Annex A of the UK AI Paper sets out factors that the government believes regulators may wish to consider when providing guidance/ implementing each of the five core principles. The FCA will be considering these factors in determining its approach to AI. A full list can be found from page 68 of the UK AI paper. We have selected some highlights as follows:

  • “Set explainability requirements, particularly of higher risk systems, to ensure appropriate balance between information needs for regulatory enforcement (e.g. around safety) and technical tradeoffs with system robustness.”
    Read our previous deep dive into explaining artificial intelligence use to insurance customers.

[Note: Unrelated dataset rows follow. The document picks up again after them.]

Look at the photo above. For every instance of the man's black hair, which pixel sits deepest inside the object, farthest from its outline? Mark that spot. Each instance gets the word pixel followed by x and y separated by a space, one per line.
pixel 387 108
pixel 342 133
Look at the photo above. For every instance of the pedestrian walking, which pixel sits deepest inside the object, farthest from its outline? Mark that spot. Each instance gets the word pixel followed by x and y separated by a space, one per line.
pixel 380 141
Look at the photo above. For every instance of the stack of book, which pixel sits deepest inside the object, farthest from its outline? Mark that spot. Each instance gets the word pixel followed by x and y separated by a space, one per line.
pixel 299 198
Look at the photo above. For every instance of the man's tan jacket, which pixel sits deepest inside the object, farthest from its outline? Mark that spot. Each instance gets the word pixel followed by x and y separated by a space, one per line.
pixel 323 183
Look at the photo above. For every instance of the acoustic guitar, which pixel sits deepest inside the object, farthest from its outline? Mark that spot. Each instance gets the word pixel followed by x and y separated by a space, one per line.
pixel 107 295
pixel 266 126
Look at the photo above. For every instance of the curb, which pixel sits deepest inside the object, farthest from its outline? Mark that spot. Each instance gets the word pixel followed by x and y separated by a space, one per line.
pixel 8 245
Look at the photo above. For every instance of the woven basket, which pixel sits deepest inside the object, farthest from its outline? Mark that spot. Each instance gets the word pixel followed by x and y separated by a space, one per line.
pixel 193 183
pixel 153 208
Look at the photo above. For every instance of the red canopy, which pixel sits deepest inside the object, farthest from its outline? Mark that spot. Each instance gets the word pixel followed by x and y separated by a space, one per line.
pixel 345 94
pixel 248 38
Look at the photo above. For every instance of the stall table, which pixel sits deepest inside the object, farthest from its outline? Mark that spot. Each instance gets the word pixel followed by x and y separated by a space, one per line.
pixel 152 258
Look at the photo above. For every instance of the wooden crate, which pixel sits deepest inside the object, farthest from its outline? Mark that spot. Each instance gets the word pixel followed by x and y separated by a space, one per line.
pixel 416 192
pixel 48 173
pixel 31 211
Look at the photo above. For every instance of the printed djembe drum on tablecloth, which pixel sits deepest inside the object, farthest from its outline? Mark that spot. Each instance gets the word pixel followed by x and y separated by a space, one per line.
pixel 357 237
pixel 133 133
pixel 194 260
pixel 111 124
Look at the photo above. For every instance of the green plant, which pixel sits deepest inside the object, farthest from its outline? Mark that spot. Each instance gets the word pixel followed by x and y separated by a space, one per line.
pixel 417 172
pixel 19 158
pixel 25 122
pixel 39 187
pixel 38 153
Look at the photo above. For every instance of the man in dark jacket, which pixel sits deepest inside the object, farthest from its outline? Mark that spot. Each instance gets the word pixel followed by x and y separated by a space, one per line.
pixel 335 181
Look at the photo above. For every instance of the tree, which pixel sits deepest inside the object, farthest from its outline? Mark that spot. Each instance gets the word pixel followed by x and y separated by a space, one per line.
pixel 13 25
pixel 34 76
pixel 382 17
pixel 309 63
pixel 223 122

  • “Interpret and articulate ‘fairness’ as relevant to their sector or domain.”
  • “Decide in which contexts and specific instances fairness is important and relevant (which it may not always be).”
  • “Design, implement and enforce appropriate governance requirements for ‘fairness’ as applicable to the entities that they regulate.” 
  • “Where a decision involving use of an AI system has a legal or similarly significant effect on an individual, regulators will need to consider the suitability of requiring AI system operators to provide an appropriate justification for that decision to affected parties.”
  • “AI systems should comply with regulatory requirements relating to vulnerability of individuals within specific regulatory domains. Regulators will need to consider how use of AI systems may alter individuals’ vulnerability, pursuant to their existing powers and remits.”

The Financial Times has recently reported that the Government may already be rethinking its approach and legislating AI following alarm over its potential risks.